The techniques being developed to measure how the effects of clinical interventions vary by level of baseline risk^{10 - 12} suggest an alternative hybrid approach to the evaluation of improvement programs. This technique, which might be called “system-change likelihood stratification,” would first establish the effect of an improvement program on clinical outcomes across a diverse group of trial sites, either in 1 multisite study or multiple separate single-site studies, all of which would ideally use the same or similar rigorous study designs. The resulting aggregate measure of effect would then be combined with a system-change likelihood index or score, analogous to clinical risk stratification indexes or scores, for each study site. These indexes would be independently established measures that reflected organizations' predicted responsiveness to social change interventions, based on relevant context features. They would probably need to include generic elements (for example, the nature and quality of leadership, personnel, structure, and measurement) analogous to age and sex in clinical risk scores, as well as other elements specific to the type of intervention (for example, previous experience with similar interventions, or competing priorities) analogous to disease-specific factors in clinical risk scores. The resulting combined measure could serve as prospective estimate of the likelihood of benefit from a particular improvement intervention at a particular site, in relation to that site's system-change likelihood index.

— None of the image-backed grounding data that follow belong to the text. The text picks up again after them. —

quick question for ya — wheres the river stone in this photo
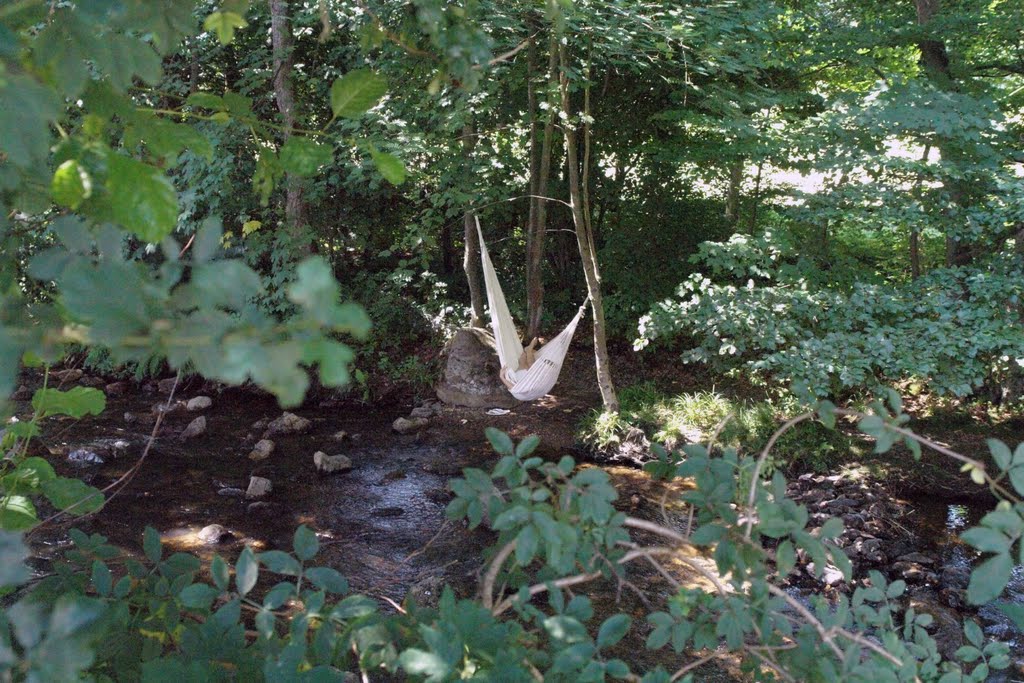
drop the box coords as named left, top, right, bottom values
left=197, top=524, right=233, bottom=545
left=180, top=416, right=207, bottom=439
left=265, top=412, right=311, bottom=436
left=248, top=439, right=275, bottom=461
left=393, top=416, right=428, bottom=434
left=53, top=368, right=83, bottom=383
left=68, top=449, right=104, bottom=466
left=246, top=476, right=272, bottom=499
left=187, top=396, right=213, bottom=411
left=435, top=327, right=520, bottom=409
left=218, top=487, right=246, bottom=498
left=314, top=451, right=352, bottom=474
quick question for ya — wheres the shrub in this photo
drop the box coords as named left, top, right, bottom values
left=5, top=404, right=1022, bottom=681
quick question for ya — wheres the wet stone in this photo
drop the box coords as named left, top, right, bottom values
left=180, top=416, right=207, bottom=440
left=246, top=476, right=272, bottom=499
left=264, top=412, right=311, bottom=436
left=313, top=451, right=352, bottom=474
left=897, top=552, right=935, bottom=565
left=197, top=524, right=233, bottom=545
left=186, top=396, right=213, bottom=411
left=218, top=487, right=246, bottom=498
left=248, top=439, right=275, bottom=461
left=392, top=416, right=428, bottom=434
left=67, top=449, right=104, bottom=466
left=892, top=561, right=926, bottom=582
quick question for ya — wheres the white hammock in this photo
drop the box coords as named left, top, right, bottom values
left=476, top=218, right=587, bottom=401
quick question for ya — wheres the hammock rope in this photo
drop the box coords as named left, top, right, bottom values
left=476, top=217, right=588, bottom=401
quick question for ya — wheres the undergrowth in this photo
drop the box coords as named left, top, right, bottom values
left=578, top=382, right=853, bottom=472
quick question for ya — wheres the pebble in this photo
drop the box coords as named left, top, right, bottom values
left=392, top=416, right=428, bottom=434
left=248, top=439, right=275, bottom=461
left=186, top=396, right=212, bottom=411
left=247, top=501, right=273, bottom=514
left=152, top=401, right=183, bottom=416
left=157, top=377, right=179, bottom=394
left=67, top=449, right=104, bottom=466
left=197, top=524, right=233, bottom=545
left=330, top=430, right=350, bottom=442
left=264, top=412, right=311, bottom=436
left=246, top=476, right=272, bottom=499
left=53, top=369, right=83, bottom=383
left=105, top=382, right=129, bottom=396
left=313, top=451, right=352, bottom=474
left=897, top=552, right=934, bottom=565
left=179, top=416, right=207, bottom=439
left=217, top=487, right=246, bottom=498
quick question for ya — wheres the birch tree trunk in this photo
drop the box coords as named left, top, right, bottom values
left=269, top=0, right=309, bottom=249
left=525, top=33, right=559, bottom=341
left=462, top=120, right=485, bottom=328
left=559, top=44, right=619, bottom=412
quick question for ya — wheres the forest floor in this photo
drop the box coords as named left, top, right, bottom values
left=11, top=344, right=1024, bottom=680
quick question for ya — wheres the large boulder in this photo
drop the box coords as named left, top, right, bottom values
left=436, top=327, right=520, bottom=409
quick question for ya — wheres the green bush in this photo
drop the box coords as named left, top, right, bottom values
left=4, top=410, right=1023, bottom=682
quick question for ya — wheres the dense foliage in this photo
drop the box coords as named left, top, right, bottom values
left=5, top=420, right=1024, bottom=682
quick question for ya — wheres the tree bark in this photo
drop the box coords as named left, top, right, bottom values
left=559, top=44, right=619, bottom=412
left=725, top=159, right=743, bottom=226
left=525, top=33, right=559, bottom=341
left=462, top=120, right=485, bottom=327
left=269, top=0, right=309, bottom=248
left=914, top=0, right=971, bottom=266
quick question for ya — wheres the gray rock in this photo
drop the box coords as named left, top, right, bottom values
left=393, top=416, right=428, bottom=434
left=896, top=552, right=935, bottom=565
left=217, top=487, right=246, bottom=498
left=53, top=368, right=83, bottom=383
left=435, top=327, right=521, bottom=409
left=186, top=396, right=213, bottom=411
left=248, top=439, right=275, bottom=461
left=152, top=401, right=183, bottom=416
left=68, top=449, right=104, bottom=466
left=410, top=405, right=434, bottom=419
left=197, top=524, right=233, bottom=545
left=893, top=561, right=926, bottom=582
left=246, top=476, right=272, bottom=499
left=314, top=451, right=352, bottom=474
left=330, top=430, right=350, bottom=442
left=157, top=377, right=179, bottom=394
left=264, top=412, right=311, bottom=436
left=105, top=381, right=129, bottom=396
left=251, top=418, right=269, bottom=431
left=910, top=594, right=963, bottom=659
left=180, top=416, right=207, bottom=439
left=940, top=565, right=970, bottom=590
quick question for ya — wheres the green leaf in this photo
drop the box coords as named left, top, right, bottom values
left=106, top=153, right=179, bottom=242
left=51, top=160, right=92, bottom=209
left=515, top=435, right=541, bottom=459
left=32, top=386, right=106, bottom=418
left=235, top=546, right=258, bottom=596
left=144, top=526, right=162, bottom=563
left=279, top=137, right=333, bottom=177
left=330, top=69, right=387, bottom=118
left=186, top=92, right=226, bottom=110
left=368, top=146, right=406, bottom=185
left=179, top=583, right=220, bottom=609
left=989, top=439, right=1013, bottom=471
left=203, top=11, right=248, bottom=45
left=258, top=550, right=301, bottom=576
left=91, top=560, right=112, bottom=596
left=211, top=555, right=229, bottom=591
left=484, top=428, right=514, bottom=456
left=961, top=526, right=1009, bottom=554
left=0, top=531, right=30, bottom=587
left=0, top=496, right=38, bottom=531
left=967, top=552, right=1012, bottom=605
left=3, top=457, right=56, bottom=494
left=776, top=539, right=796, bottom=577
left=293, top=525, right=319, bottom=561
left=41, top=478, right=104, bottom=515
left=597, top=614, right=631, bottom=649
left=964, top=619, right=984, bottom=648
left=304, top=567, right=348, bottom=594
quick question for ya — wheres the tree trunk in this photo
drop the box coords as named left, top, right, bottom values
left=462, top=121, right=485, bottom=327
left=725, top=159, right=743, bottom=225
left=525, top=33, right=559, bottom=341
left=269, top=0, right=309, bottom=248
left=910, top=144, right=931, bottom=279
left=914, top=0, right=972, bottom=267
left=559, top=44, right=618, bottom=412
left=748, top=160, right=764, bottom=233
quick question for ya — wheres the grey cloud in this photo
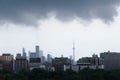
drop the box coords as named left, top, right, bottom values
left=0, top=0, right=120, bottom=26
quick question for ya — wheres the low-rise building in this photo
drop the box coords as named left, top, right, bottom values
left=77, top=54, right=103, bottom=68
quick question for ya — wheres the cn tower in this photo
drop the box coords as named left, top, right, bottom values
left=73, top=40, right=75, bottom=64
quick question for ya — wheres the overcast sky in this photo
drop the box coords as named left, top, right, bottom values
left=0, top=0, right=120, bottom=60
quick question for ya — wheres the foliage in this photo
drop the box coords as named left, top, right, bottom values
left=1, top=68, right=120, bottom=80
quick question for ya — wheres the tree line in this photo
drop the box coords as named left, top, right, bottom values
left=1, top=68, right=120, bottom=80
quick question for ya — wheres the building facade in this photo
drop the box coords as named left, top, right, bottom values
left=100, top=51, right=120, bottom=70
left=52, top=57, right=71, bottom=71
left=77, top=54, right=103, bottom=70
left=15, top=54, right=28, bottom=72
left=0, top=54, right=13, bottom=72
left=29, top=57, right=45, bottom=70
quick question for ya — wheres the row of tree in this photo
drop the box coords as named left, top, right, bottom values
left=1, top=68, right=120, bottom=80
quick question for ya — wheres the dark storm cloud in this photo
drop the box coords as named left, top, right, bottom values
left=0, top=0, right=120, bottom=25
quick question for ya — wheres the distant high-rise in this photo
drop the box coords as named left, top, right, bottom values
left=22, top=48, right=26, bottom=57
left=29, top=45, right=45, bottom=70
left=47, top=54, right=52, bottom=63
left=29, top=45, right=41, bottom=58
left=36, top=45, right=40, bottom=56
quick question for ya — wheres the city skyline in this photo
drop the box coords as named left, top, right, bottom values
left=1, top=0, right=120, bottom=60
left=0, top=46, right=120, bottom=72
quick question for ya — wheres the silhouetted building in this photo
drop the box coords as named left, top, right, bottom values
left=0, top=53, right=13, bottom=72
left=100, top=51, right=120, bottom=70
left=77, top=54, right=103, bottom=69
left=52, top=57, right=71, bottom=71
left=15, top=53, right=28, bottom=72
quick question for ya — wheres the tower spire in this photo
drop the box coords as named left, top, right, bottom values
left=73, top=40, right=75, bottom=64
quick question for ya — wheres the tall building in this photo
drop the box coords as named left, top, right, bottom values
left=47, top=54, right=52, bottom=63
left=29, top=45, right=46, bottom=70
left=35, top=45, right=40, bottom=57
left=0, top=53, right=13, bottom=72
left=100, top=51, right=120, bottom=70
left=29, top=55, right=46, bottom=70
left=15, top=53, right=28, bottom=72
left=29, top=45, right=41, bottom=58
left=22, top=48, right=26, bottom=58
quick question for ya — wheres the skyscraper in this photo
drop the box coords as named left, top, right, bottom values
left=29, top=45, right=44, bottom=70
left=29, top=45, right=41, bottom=58
left=35, top=45, right=40, bottom=57
left=47, top=54, right=52, bottom=63
left=22, top=48, right=26, bottom=58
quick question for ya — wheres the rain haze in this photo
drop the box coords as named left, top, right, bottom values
left=0, top=0, right=120, bottom=60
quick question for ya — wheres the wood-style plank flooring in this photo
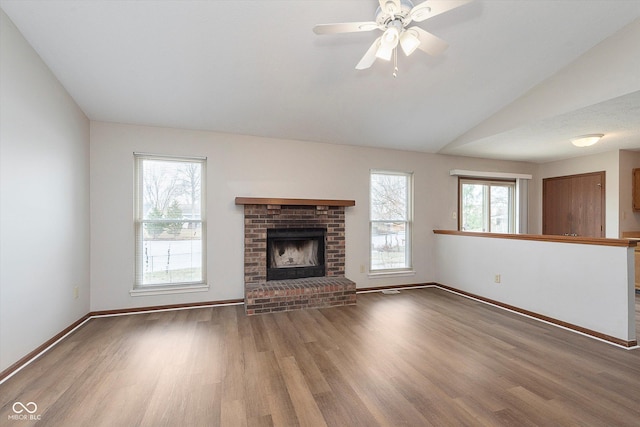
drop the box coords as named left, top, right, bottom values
left=1, top=288, right=640, bottom=426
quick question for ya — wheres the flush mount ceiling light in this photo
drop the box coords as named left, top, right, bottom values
left=570, top=134, right=604, bottom=147
left=313, top=0, right=473, bottom=77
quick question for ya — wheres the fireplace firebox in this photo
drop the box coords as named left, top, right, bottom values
left=267, top=228, right=325, bottom=280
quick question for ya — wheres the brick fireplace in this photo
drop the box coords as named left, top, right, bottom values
left=235, top=197, right=356, bottom=315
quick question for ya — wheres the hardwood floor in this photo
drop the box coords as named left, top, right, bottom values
left=2, top=288, right=640, bottom=426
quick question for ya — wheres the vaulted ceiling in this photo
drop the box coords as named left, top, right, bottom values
left=2, top=0, right=639, bottom=163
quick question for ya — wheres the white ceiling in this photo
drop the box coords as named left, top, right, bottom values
left=2, top=0, right=640, bottom=163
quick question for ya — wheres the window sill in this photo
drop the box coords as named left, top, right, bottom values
left=130, top=283, right=209, bottom=297
left=368, top=270, right=416, bottom=279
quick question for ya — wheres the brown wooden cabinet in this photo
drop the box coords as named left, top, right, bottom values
left=633, top=168, right=640, bottom=211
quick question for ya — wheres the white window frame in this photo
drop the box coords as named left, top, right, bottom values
left=132, top=153, right=207, bottom=295
left=369, top=170, right=414, bottom=275
left=459, top=178, right=516, bottom=233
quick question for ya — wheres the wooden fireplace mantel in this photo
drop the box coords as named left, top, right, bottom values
left=235, top=197, right=355, bottom=207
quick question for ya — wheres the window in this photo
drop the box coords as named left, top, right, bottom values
left=370, top=170, right=413, bottom=272
left=134, top=154, right=206, bottom=288
left=459, top=178, right=515, bottom=233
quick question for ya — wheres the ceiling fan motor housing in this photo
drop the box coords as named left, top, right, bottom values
left=375, top=0, right=415, bottom=29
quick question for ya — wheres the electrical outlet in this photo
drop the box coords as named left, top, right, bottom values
left=494, top=274, right=501, bottom=284
left=360, top=264, right=365, bottom=273
left=74, top=286, right=79, bottom=299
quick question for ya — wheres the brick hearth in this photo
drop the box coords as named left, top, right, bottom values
left=236, top=198, right=356, bottom=315
left=245, top=277, right=356, bottom=315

Traditional experimental methods are powerful instruments for knowing whether medical interventions work. However, those methods are not well designed to assess the influence of variation among study participants on outcomes, particularly heterogeneity of the social systems that drive health care delivery. Experimental and quasi-experimental studies of what works are most appropriately seen as starting points in evaluating the effects of many clinical interventions, including improvement programs, rather than as the only meaningful measure of their effectiveness. However, study methods that might help judge the effectiveness of clinical interventions in particular patients and of improvement interventions in particular sites and settings have remained elusive. We have needed such methods for a long time; the need is clearly greater now.